Она шагнула за порог и оказалась в залитой светом лавке. Брен, стоявшая у станка, спокойно оглянулась на нее. На столе за Брен, буравя гостью угрюмым взглядом, сидел Саф, а Тедди стоял в дверях задней комнаты.
– О, Тедди! – радостно ахнула она, не сдержавшись. – Я так счастлива видеть тебя на ногах.
– Спасибо, ваше величество, – сказал он слегка улыбнувшись, и она поняла, что прощена.
На глазах вскипели слезы.
– Вы слишком добры ко мне.
– Я с самого начала вам доверял, ваше величество, – сказал Тедди, – еще не зная, кто вы. У вас щедрая и чуткая натура. Сердце радуется от мысли, что у нас такая королева.
Сапфир демонстративно фыркнул. Биттерблу заставила себя посмотреть на него.

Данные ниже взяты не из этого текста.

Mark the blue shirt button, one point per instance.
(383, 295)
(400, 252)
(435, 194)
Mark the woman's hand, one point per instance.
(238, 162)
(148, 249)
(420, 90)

– Мне очень жаль, – сказала она. – Я влезла в вашу жизнь и соврала вам всем. Простите мне этот обман.
– Так себе извинение, – хмыкнул Саф, соскользнув со стола и скрестив руки на груди.
Эта враждебность играла ей на руку. Давала чувству вины нечто твердое и острое, на что оно могло броситься грудью.
– Я прошу прощения за свой проступок, но за свои извинения я прощения просить не буду. Мне хотелось бы поговорить с тобой наедине.
– Еще чего.
Биттерблу пожала плечами:
– Что ж, тогда мою версию событий услышат все. С чего начнем? Может, с предстоящего суда за измену, на котором мне придется свидетельствовать, что я видела, как ты украл корону?
Сапфир подошел к ней вплотную.
– С удовольствием объясню судьям, почему вообще оказался в ваших покоях, – невозмутимо заявил он. – Будет забавно испортить вам репутацию. Это скучный разговор. Мы закончили?
Она со всего размаху влепила ему пощечину. Он схватил Биттерблу за запястья, а она пнула его в голень, потом еще раз, пока наконец он с руганью не отпустил ее.
– Тиранка, – выплюнул Саф.
– Бандит, – парировала она, толкая его в грудь. Слезы потекли по щекам. – Что тебе за радость, если мы оба погибнем? Что за гнусная, извращенная радость? Измена, Саф? Почему тебе надо было сделать что-то настолько феерически
– Вы играли мной! Унизили меня и оскорбили моего принца, заставив лгать ради меня!
– И потому ты решил отправиться на виселицу?
– Я взял эту побрякушку вам назло, – сказал он. – То, что последствия вас расстроят, – просто вишенка на торте! Я рад, что за это вешают!
Комната опустела, они остались одни. Его тело, его тяжелое дыхание были слишком близко; она протолкнулась мимо Сафа к станку и вцепилась в него, пытаясь думать. В его словах что-то скрывалось, и это необходимо было прояснить.